Al menos, hasta que empieza a notar algo, borroso primero, desagradable después. No quiso darle importancia, intentó apartarlo como si fuera una mosca molesta, pero volvía con insistencia. Acabó afectando a su relación con el niño. Al principio, nada alarmante. Solamente algo soterrado, silencioso. Algo secreto que tenía que ver con ellos dos.

Hasta que la verdad se le reveló de pronto, el día antes, en la plaza de Dantremont.

Aquel mes de mayo se despedía de París con muy buen tiempo. Léo quiso tomar un helado. Sophie se sentó en un banco, no se sentía muy bien. Primero atribuyó aquel malestar al hecho de estar en la plaza ajardinada, el lugar que más odia porque se pasa todo el rato intentando no tener que hablar con las madres. Las asiduas, acostumbradas a que rechace cualquier intento, han dejado de dirigirle la palabra, pero le sigue quedando mucho que hacer con las recién llegadas, las ocasionales..., por no hablar de los jubilados. No le gustan los jardines de la plaza.

Hojea distraídamente una revista cuando Léo se le planta delante. La mira sin ninguna intención concreta, mientras se come el helado. Sophie le devuelve la mirada. Y en ese preciso instante comprende que no puede seguir ocultando lo que ya es obvio: inexplicablemente, ha empezado a aborrecerlo. Él la sigue mirando fijamente y a ella la desquicia ver lo insoportable que le resulta ahora todo cuanto tenga que ver con el niño: la cara de querubín, los labios voraces, la sonrisa estúpida y la ropa ridícula.

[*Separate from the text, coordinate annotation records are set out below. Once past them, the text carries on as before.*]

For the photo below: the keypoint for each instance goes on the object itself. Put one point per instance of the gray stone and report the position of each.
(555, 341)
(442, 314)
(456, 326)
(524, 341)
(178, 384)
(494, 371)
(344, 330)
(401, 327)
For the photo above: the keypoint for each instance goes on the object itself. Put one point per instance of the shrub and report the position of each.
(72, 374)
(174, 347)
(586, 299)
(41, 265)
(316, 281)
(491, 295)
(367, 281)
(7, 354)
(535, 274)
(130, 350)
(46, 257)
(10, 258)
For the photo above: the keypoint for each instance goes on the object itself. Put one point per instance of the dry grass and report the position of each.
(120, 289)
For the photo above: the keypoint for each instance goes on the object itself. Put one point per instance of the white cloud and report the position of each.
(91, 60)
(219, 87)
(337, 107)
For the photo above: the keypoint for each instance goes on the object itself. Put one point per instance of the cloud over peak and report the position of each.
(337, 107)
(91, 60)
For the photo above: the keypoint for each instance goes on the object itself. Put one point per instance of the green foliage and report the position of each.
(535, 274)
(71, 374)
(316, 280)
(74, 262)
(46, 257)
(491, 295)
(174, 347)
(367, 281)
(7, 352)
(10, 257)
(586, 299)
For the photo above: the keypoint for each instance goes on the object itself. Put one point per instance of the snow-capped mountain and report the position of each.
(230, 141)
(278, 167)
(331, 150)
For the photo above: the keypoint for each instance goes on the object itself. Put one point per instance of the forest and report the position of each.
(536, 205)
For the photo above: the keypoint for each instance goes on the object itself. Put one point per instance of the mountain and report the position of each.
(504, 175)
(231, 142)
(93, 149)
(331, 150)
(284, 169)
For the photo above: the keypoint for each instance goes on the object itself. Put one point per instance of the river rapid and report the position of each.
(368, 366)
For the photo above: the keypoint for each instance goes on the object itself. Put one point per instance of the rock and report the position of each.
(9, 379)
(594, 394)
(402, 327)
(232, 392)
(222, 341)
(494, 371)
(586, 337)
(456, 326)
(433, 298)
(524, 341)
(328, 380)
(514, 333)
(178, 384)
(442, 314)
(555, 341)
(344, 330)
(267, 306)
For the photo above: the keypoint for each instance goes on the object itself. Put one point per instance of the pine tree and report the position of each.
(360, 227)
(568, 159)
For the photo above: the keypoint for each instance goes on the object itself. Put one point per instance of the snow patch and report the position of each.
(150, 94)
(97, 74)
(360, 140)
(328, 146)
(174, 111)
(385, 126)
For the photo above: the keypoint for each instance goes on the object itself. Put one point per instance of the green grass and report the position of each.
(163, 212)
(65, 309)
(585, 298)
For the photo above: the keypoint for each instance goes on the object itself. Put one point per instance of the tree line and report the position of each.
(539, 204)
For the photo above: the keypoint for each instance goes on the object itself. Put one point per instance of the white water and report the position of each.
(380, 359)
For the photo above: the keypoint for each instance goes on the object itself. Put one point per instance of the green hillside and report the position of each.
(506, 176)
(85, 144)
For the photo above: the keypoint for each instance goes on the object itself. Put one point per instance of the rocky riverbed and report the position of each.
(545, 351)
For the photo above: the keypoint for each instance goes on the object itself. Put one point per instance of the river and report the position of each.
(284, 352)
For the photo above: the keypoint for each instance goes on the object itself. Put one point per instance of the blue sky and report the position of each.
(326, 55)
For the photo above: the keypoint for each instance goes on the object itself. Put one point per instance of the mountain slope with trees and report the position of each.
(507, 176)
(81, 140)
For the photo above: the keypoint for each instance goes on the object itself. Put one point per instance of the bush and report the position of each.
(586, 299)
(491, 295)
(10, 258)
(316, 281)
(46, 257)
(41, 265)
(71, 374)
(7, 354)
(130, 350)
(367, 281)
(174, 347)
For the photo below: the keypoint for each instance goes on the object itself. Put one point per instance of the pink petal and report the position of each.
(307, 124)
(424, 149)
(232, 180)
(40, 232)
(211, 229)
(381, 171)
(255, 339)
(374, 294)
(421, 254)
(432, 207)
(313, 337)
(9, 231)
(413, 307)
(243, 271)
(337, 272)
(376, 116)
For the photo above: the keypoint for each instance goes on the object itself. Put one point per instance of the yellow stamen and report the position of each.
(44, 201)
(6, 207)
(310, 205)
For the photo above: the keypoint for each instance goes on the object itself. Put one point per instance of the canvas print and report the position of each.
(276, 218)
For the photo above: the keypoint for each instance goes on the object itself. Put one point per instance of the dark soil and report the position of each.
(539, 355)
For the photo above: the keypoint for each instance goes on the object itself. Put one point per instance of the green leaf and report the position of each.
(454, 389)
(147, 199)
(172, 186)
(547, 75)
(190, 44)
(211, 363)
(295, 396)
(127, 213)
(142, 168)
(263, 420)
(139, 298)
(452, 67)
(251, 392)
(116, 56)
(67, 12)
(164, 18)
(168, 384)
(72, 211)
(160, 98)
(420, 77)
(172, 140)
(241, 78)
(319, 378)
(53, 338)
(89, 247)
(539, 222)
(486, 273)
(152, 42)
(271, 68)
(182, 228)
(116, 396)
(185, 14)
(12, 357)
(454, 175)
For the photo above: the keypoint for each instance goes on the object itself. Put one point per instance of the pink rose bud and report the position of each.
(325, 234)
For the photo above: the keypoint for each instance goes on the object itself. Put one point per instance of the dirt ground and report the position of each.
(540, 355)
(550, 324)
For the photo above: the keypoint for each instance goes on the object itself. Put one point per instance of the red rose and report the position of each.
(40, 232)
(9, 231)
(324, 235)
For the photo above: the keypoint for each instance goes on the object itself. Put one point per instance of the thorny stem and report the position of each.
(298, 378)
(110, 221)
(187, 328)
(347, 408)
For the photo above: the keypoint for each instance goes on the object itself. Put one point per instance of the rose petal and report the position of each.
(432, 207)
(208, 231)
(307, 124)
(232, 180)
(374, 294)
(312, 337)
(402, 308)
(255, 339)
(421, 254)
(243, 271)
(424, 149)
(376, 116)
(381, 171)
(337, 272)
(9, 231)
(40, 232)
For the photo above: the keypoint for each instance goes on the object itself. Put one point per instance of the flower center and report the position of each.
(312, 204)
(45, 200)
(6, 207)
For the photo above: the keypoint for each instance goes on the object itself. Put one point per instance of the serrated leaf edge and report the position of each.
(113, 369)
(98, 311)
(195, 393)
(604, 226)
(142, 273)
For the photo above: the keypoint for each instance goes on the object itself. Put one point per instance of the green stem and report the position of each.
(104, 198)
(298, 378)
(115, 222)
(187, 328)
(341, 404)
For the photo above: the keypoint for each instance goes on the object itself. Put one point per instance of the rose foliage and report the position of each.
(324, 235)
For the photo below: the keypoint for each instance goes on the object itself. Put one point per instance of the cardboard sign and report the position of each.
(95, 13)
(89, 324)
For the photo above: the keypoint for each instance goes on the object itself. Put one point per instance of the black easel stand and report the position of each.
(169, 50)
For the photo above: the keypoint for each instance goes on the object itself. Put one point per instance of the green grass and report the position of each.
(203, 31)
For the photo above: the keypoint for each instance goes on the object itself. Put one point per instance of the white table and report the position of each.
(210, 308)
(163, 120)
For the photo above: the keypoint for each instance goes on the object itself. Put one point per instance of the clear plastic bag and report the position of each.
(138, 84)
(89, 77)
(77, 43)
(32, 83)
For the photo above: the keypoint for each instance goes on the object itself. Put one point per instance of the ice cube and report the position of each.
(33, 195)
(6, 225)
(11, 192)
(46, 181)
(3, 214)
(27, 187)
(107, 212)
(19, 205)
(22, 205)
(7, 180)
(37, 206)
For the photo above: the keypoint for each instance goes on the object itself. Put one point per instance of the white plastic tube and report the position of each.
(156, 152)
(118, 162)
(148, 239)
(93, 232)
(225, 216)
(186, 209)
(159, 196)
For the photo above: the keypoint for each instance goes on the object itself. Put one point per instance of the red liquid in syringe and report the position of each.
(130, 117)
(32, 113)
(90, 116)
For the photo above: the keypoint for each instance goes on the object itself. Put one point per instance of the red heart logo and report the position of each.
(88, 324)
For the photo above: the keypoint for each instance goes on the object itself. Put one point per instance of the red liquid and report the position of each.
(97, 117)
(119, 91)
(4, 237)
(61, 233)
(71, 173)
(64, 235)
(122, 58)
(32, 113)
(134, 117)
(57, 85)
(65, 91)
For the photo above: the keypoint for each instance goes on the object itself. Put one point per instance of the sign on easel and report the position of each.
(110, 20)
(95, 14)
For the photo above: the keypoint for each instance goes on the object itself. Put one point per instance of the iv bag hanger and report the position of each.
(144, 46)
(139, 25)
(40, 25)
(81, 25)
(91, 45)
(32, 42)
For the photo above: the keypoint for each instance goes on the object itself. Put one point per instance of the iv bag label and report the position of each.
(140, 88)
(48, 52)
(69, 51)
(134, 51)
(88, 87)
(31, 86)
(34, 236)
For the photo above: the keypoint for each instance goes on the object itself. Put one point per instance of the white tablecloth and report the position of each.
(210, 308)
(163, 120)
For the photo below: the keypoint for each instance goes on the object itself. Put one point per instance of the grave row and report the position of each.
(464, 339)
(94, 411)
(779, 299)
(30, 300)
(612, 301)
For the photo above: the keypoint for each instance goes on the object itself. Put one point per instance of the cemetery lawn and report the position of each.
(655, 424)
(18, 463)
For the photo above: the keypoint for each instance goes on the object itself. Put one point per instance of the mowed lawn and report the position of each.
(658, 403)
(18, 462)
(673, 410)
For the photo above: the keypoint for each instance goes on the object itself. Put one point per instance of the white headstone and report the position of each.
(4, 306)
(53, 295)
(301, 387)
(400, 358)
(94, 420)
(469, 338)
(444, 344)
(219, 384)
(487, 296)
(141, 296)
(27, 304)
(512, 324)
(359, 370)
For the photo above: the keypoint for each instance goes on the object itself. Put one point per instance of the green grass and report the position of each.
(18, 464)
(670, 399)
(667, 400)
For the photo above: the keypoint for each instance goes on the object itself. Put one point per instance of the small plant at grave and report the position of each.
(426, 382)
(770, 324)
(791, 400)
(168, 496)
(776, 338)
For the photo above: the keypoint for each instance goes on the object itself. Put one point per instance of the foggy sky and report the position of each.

«Nos vamos», dijo, igual que podría haber dicho «Me voy». Los engranajes de la cabeza se le han vuelto a poner en marcha. Con sus huecos, sus carencias, sus vacíos, sus ineptitudes... Mientras aprieta el paso camino de casa (Léo se queja de que anda demasiado deprisa), la asaltan imágenes desordenadas: el coche de Vincent estampado contra un árbol y luces giratorias parpadeando en la noche, su reloj en el fondo de un joyero, el cuerpo de la señora Duguet rodando por la escalera, los alaridos de la alarma de la casa en plena noche... Las imágenes se van sucediendo en una dirección y luego en la contraria, imágenes nuevas y antiguas. La maquinaria del vértigo reanuda su movimiento perpetuo.

Sophie pierde la cuenta de sus años de locura. Hace tanto tiempo... Sin duda porque sufre, tiene la sensación de que el tiempo cuenta doble. Una pendiente suave al principio y según van pasando los meses, la sensación de estar en un tobogán, de bajar a toda velocidad. En aquella época, Sophie estaba casada. Todo aquello... fue antes. Vincent era un hombre muy paciente. Siempre que Sophie se acuerda de Vincent, se le aparece como en un fundido encadenado: el Vincent joven, sonriente y eternamente tranquilo, se confunde con el de los últimos meses, de rostro extenuado, tez amarillenta y ojos vidriosos. Al principio de su matrimonio (Sophie vuelve a ver con precisión su piso, parece mentira que en una misma cabeza puedan convivir tantos recursos y tantas carencias) sólo eran despistes. Ésa era la palabra: «Sophie es despistada», pero se consolaba porque siempre lo había sido. Luego, los despistes se convirtieron en rarezas. Y, al cabo de unos meses, todo era un desbarajuste repentino. Se le olvidaban citas, detalles, personas, empezó a perder cosas, las llaves, la documentación, a encontrarlas al cabo de varias semanas en los sitios más peregrinos. Por muy tranquilo que fuera, Vincent se había ido irritando paulatinamente. Era de lo más comprensible. Tanto olvidarse de la píldora, tanto perder los regalos de cumpleaños, los adornos de Navidad... Hasta el carácter mejor templado acaba de los nervios. Fue entonces cuando Sophie se puso a apuntarlo todo, con el esmero escrupuloso de una drogadicta en proceso de desintoxicación. Perdió las libretas. Perdió el coche, se quedó sin varios amigos, la detuvieron por robar, aquellas alteraciones le fueron contaminando poco a poco todos los apartados de la vida y comenzó, como una alcohólica, a tapar las carencias, a hacer trampas, a disimular para que ni Vincent ni nadie se dieran cuenta de nada. Un terapeuta le sugirió que ingresara en el hospital. Se negó, hasta que la muerte decidió invitarse a su locura.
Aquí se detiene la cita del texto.